Jannes de Vries
Gezicht op Huizinge (in 1972)




Over het schilderij
In 1972 legde Jannes de Vries met expressieve penseelstreken het dorp Huizinge vast in een krachtig olieverfschilderij. Dit werk ademt de ziel van het Groninger Hogeland, waar het licht en de ruimte een bijna magische uitstraling hebben. De compositie leidt de blik via een landweggetje, dat zich door het landschap slingert. Links in de verte rijst de kerktoren van Huizinge op, een vertrouwd baken in het weidse Groninger land. Aan de rechterzijde staat een struik, stevig geworteld in de kleigrond, wellicht meebuigend met de noordelijke wind. De overheersende kleuren – blauw, geel en wit – geven het schilderij een dynamisch en bijna dromerig karakter. Het diepe blauw suggereert een weidse lucht of schaduwen in het landschap, terwijl het geel warmte en levendigheid toevoegt. Het wit brengt licht en contrast, alsof het schilderij de wisseling van de seizoenen of een helder moment op de dag vangt. Dit schilderij is niet zomaar een weergave van Huizinge, maar een gevoel, een moment gevangen door een kunstenaar die het Groninger land door en door kende.

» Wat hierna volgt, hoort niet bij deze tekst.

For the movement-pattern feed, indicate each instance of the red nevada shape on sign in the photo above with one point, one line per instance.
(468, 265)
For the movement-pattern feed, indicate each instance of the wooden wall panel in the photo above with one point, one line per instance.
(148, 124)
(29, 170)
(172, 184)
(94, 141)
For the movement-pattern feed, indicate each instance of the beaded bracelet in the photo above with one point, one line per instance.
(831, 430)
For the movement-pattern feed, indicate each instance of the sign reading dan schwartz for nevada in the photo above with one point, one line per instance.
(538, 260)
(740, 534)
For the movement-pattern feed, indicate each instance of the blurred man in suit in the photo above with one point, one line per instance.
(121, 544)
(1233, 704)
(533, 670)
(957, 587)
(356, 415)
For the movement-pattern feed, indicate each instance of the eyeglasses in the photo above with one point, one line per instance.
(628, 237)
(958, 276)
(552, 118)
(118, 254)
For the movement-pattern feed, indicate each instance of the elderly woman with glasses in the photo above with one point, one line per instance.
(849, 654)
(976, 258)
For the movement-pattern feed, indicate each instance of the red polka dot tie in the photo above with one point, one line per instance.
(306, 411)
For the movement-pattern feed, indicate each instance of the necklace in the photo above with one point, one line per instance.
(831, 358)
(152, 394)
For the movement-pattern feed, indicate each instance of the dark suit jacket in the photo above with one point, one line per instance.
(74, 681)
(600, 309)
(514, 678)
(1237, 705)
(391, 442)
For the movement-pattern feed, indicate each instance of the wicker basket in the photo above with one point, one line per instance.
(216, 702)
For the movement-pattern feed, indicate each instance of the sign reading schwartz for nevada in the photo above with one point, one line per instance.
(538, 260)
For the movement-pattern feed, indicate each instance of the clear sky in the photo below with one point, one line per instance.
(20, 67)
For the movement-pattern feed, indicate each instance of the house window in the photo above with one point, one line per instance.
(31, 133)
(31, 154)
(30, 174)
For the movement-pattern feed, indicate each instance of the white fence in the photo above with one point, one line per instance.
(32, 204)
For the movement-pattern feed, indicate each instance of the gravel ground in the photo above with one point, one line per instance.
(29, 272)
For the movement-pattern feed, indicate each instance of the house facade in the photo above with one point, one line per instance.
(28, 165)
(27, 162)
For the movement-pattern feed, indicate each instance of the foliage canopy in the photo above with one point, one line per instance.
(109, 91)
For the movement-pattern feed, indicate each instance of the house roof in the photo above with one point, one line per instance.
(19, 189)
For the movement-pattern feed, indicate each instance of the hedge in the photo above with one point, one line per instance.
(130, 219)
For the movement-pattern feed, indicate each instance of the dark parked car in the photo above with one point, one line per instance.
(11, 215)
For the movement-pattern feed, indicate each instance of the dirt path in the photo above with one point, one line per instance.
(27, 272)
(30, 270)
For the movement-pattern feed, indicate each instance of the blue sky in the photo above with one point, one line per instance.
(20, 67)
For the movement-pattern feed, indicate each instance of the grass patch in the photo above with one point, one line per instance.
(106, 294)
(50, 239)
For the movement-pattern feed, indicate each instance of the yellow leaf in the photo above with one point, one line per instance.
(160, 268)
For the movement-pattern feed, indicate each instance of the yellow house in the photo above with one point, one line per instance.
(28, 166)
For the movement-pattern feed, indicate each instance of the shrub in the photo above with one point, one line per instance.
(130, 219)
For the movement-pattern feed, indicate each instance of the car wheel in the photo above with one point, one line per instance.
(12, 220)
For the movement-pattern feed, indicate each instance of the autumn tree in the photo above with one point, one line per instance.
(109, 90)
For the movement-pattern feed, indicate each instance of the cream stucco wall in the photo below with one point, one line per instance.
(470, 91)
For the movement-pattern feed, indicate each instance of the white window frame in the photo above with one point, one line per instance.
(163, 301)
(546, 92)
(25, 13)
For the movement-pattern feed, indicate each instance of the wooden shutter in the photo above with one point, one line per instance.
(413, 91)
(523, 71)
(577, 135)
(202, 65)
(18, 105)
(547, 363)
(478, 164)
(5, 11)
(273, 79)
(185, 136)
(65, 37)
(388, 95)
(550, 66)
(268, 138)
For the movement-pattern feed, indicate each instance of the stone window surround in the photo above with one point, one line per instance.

Dat Jannes de Vries dit werk ter plekke schilderde, maakt het des te levendiger – je kunt je voorstellen hoe hij daar stond, de wind door zijn haren, zijn penseel vliegensvlug over het doek, vastberaden om het landschap in al zijn kracht en eenvoud vast te leggen. Bruning Heintz is zeer trots dit museale schilderij te hebben mogen verwerven van een familie die het werk destijds direct van Jannes de Vries heeft gekocht. Sterker nog, Jannes de Vries kwam vaak in Huizinge waar hij in een zomerhuisje verbleef ("het kleine huisje"). De familie die het huisje bezat, heeft Jannes gevraagd of hij een schilderij van de omgeving kon maken. Zodoende.
Over de kunstenaar
In 1920 schreef Jannes de Vries zich in voor de Normaalschool voor Tekenleraren in Amsterdam. Hij slaagde voor het diploma hand- en lijntekenen en vertrok naar Parijs, het ‘mekka van de kunst’. Daarna reisde Jannes door naar Rome, Florence en Noord-Afrika. In 1924 vestigde Jannes de Vries zich in Groningen en werd lid van Groninger kunstkring De Ploeg. Hij exposeerde met collega schilders en was enige tijd voorzitter van het kunstgenootschap. Regelmatig ontmoetten ze elkaar bij Blauwborgje, een boerderij gelegen bij het Reitdiep, om er te schilderen. Om inkomsten te generen werd Jannes de Vries parttime tekenleraar op het Stedelijk gymnasium en was daarnaast ook werkzaam als illustrator en reclametekenaar. Mogelijk waren deze drukke werkzaamheden reden om zijn lidmaatschap van De Ploeg in 1927 op te zeggen. Vanwege overspannenheid was Jannes de Vries jaren later genoodzaakt enige tijd te stoppen met schilderen. Tijdens de verplichte rustperiode maakte hij reizen naar Zwitserland, Frankrijk en andere landen. Pas na de Tweede Wereldoorlog sloot hij zich weer bij De Ploeg aan. Jannes werkte aanvankelijk in een aan Cezanne ontleende vormentaal, die enigszins kubistisch aandoet. Omstreeks 1930 kwam zijn realistische schilderstijl wat dichter bij zijn collega’s van de Groninger Ploeg te liggen, die inmiddels schilderden met een gematigder palet, die het beste kan worden omschreven als ‘verhevigd impressionisme’. Vanaf 1939 hanteerde Jannes Vries een expressievere penseeltoets en koos hij voor een feller kleurgebruik, al maakte hij er ook impressionistisch werk tussendoor. Een opmerkelijk contrast met de andere Ploegleden, die juist behoudender gingen schilderen. In 1966 stopte Jannes de Vries als leraar en had meer tijd om te reizen en te schilderen. Vanaf die tijd koos De Vries zijn kleuren bijna alleen om hun emotionele lading. Hij zette zijn lijnen sterker aan en schilderde met hardere, bijna fluorescerende kleuren. Daarbij gebruikte hij vaak het paletmes. Zijn onderwerpskeuzes sluiten aan bij schilders als Johan Dijkstra en Jan Altink: een kronkelende weg met felrode boerderijen, een opdoemende kerk geschilderd vanaf een lager standpunt of een vergezicht bij het Reitdiep. Zijn werken bevinden zich in diverse particuliere collecties en zijn te zien in het Groninger museum.